Erstellt am 12. April 2017, 04:08

von Michael Pekovics

Georg Rosner: „Das war knapp“. Die ÖVP-Politiker Georg Rosner, Walter Temmel und Marianne Hackl entschieden sich kurz vor dem Anschlag für andere Richtung. Kurz darauf krachte es.

Der ÖVP-Landtagsklub wohnte in Stockholm in einem Hotel, das sich direkt neben dem Anschlag befindet. Bild links: Der Lkw raste in das Gebäude links.  |  BVZ, zVg

Der ÖVP Landtagsklub war beim jüngsten Terroranschlag in Stockholm, bei dem vier Menschen ums Leben kamen, nur wenige Meter vom Anschlagsort entfernt.

ÖVP-Quartett entschied sich für richtigen Weg

Bürgermeister Georg Rosner erzählt gegenüber der BVZ, dass er gemeinsam mit Niki Berlakovich, Marianne Hackl und Walter Temmel Glück im Unglück gehabt hatte: „Wir haben vor dem Hotel überlegt, in welche Richtung wir spazieren sollen. Niki hat dann gemeint, er will sich eine Markthalle anschauen.“ Und die lag in entgegengesetzter Richtung des Anschlagorts. Hätten sich die Politiker anders entschieden, wären sie zum Zeitpunkt des Anschlags wohl genau in der betreffenden Straße, die sich direkt neben ihrem Hotel befand, unterwegs gewesen.

 |  BVZ

„Das war echt knapp“, schnauft Rosner. „Als wir dann in der Markthalle ankamen, hat schon jeder Schwede aufs Handy geschaut, viele haben geweint.

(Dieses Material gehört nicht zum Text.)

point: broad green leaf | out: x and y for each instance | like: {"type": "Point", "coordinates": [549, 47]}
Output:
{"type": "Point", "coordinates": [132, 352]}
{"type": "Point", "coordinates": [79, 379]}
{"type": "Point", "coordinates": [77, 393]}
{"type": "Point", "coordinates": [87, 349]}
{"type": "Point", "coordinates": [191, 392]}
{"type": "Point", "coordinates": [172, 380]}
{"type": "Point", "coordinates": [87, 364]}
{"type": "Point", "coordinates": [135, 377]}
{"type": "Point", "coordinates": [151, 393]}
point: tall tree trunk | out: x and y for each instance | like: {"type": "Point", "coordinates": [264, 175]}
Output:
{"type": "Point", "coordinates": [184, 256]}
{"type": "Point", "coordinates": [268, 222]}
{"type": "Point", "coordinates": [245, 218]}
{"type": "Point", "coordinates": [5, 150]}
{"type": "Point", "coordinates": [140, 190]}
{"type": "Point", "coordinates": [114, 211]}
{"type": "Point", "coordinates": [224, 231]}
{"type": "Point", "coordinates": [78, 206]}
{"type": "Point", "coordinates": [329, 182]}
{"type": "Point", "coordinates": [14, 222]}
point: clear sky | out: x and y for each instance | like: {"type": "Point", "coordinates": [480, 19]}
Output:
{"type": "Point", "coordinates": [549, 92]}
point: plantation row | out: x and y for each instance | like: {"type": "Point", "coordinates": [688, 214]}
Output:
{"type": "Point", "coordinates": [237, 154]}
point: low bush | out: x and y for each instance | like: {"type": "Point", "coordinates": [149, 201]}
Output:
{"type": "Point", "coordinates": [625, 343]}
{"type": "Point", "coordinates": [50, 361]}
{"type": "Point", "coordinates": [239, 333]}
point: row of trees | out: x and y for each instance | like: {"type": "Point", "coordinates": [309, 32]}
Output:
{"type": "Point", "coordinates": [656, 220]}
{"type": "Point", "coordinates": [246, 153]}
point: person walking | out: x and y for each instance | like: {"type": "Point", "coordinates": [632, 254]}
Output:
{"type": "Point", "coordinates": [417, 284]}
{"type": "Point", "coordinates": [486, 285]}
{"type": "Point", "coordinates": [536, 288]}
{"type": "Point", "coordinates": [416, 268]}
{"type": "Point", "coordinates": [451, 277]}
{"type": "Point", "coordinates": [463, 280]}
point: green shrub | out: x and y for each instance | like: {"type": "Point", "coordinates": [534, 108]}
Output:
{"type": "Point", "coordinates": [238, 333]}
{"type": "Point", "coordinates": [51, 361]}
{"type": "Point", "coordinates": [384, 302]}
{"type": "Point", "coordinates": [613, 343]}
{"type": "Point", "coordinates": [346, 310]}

Dann haben wir gefragt, was los ist und als Antwort nur ‚Terror‘ gehört.“ Zurück im Hotel wurde das wahre Ausmaß des Anschlags sichtbar, einige ÖVP-Politiker konnten die Aufräum- und Sicherungsarbeiten der schwedischen Einsatzkräfte direkt von ihrem Hotelzimmer aus verfolgen.

„Die Straße wurde evakuiert, unser Hotel war quasi Rückzugsort für viele Menschen, die von dort nicht mehr wegdurften. Auch wir mussten den Tag nach dem Anschlag im Hotel verbringen“, erzählt Rosner.